2kgs, 90% de nos cellules, j’ai nommé: notre microbiote!

Aujourd’hui nous allons parler d’un sujet qui me fascine : notre microbiote. Vous avez surement déjà entendu dire que nos intestins, et plus particulièrement notre gros intestin, sont peuplés par des milliards de bactéries.

 

C’est une découverte assez récente.

 

Aussi, les chercheurs ne savant pas trop comment identifier ces êtres unicellulaires logeant dans notre tube digestif, l’ont appelé « flore », en référence à la classification des plantes.

 

 Une minorité de bactéries est « cultivable » sur pétri en laboratoire. Il est donc difficile de connaitre l’ensemble des micro-organsimes qui habitent dans notre ventre. Cependant, les scientifiques ont distingué trois grandes familles de bactéries:

  • Les Firmicutes
  • Les Bacteroidetes
  • Les Actinobacteria

Il en existerait même une 4e: Proteobacteria

 

On commence à en savoir un peu plus sur le microiote, considéré aujourd’hui comme un organe à part entière,  propre à chacun.

 

 

Laissez-moi vous raconter une expérience qui m’a marqué.

 

Des souris ont subi un traitement antibiotique. Leur flore intestinale a donc été partiellement détruite. En effet, les antibiotiques tuent les bactéries à l’origine de la maladie, mais aussi les « bonnes » bactéries logeant dans nos intestins.

 

Les chercheurs ont ensuite administré à ces souris des bactéries provenant d’autre souris. Les souris traitées se sont mises à se comporter comme les souris dont elles ont reçu leurs bactéries.

 

Impressionnant non ?

 

Certes il n’est pas possible de dire la même pour les êtres humains, mais cette expérience est un bon début pour montrer à quel point l’étude du microbiote est loin d’avoir fini de nous surprendre.

 

 

Chez l’Humain, on sait qu’une modification de notre microbiote peut provoquer des désordres au niveau de l’intestin, ainsi qu’un affaiblissement du système immunitaire.

 

Dans cet article je vais tenter de vous en apprendre un peu plus sur les micro-organismes qui partagent notre corps.

 

Tout d’abord, petite explication simple pour comprendre de quoi on parle 

Une bactérie est un être unicellulaire, c’est-à-dire qu’elle ne possède qu’une cellule. Aussi, elle est microscopique et indétectable à l’ œil nu. Certaines bactéries respirent : elles utilisent de l’oxygène pour produire de l’énergie. A l’inverse d’autres utilisent la fermentation.

 

 

Quelle est la composition du microbiote intestinal ?
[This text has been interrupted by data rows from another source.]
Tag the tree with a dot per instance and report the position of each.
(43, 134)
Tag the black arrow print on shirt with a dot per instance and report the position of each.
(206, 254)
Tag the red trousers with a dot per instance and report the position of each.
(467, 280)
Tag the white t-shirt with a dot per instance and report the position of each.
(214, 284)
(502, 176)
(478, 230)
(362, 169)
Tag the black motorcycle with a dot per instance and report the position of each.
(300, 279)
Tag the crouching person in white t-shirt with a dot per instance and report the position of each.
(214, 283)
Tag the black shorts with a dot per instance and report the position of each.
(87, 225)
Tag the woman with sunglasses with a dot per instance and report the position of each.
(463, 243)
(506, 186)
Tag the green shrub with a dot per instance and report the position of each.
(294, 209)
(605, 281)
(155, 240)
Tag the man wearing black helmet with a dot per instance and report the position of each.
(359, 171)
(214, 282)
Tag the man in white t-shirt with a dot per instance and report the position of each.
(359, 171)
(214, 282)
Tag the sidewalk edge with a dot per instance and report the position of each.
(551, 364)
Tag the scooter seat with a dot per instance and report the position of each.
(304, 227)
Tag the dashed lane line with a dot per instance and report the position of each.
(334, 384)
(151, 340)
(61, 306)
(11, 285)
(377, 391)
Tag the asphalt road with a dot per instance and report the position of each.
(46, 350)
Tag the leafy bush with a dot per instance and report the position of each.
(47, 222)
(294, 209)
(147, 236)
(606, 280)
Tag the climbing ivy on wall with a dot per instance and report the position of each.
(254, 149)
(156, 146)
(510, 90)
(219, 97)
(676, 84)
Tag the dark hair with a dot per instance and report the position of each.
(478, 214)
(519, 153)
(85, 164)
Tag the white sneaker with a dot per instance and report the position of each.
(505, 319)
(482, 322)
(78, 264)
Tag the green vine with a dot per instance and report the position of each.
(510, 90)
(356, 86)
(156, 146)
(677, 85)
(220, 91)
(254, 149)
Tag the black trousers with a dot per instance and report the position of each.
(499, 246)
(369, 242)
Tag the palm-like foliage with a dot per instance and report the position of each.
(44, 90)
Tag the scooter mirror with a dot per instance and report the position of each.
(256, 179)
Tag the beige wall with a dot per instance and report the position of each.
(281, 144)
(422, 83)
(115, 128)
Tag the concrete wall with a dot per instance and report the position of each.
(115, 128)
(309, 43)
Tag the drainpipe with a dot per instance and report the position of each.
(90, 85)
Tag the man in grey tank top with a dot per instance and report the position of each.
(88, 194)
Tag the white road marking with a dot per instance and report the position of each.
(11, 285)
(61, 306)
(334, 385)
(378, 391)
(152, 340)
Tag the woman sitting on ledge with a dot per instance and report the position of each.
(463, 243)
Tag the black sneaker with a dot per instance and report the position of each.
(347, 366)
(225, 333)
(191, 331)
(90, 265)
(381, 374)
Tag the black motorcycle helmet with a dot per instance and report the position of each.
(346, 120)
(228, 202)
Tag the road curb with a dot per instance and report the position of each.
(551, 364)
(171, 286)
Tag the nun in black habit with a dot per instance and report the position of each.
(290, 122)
Notre microbiote était anciennement nommé flore intestinale car les études suggéraient qu’il était uniquement constituée de bactéries. Or, il est désormais reconnu que la flore intestinale se compose en réalité de nombreux micro-organismes ne faisant pas partie du règne végétal.

 

On retrouve:

  • Différentes souches bactériennes (grande majorité)
  • De virus 
  • De levures
  • De champignons
  • De protozoaires (micro-organisme très souvent unicellulaire, dont certains sont à l’origine de maladie comme la malaria)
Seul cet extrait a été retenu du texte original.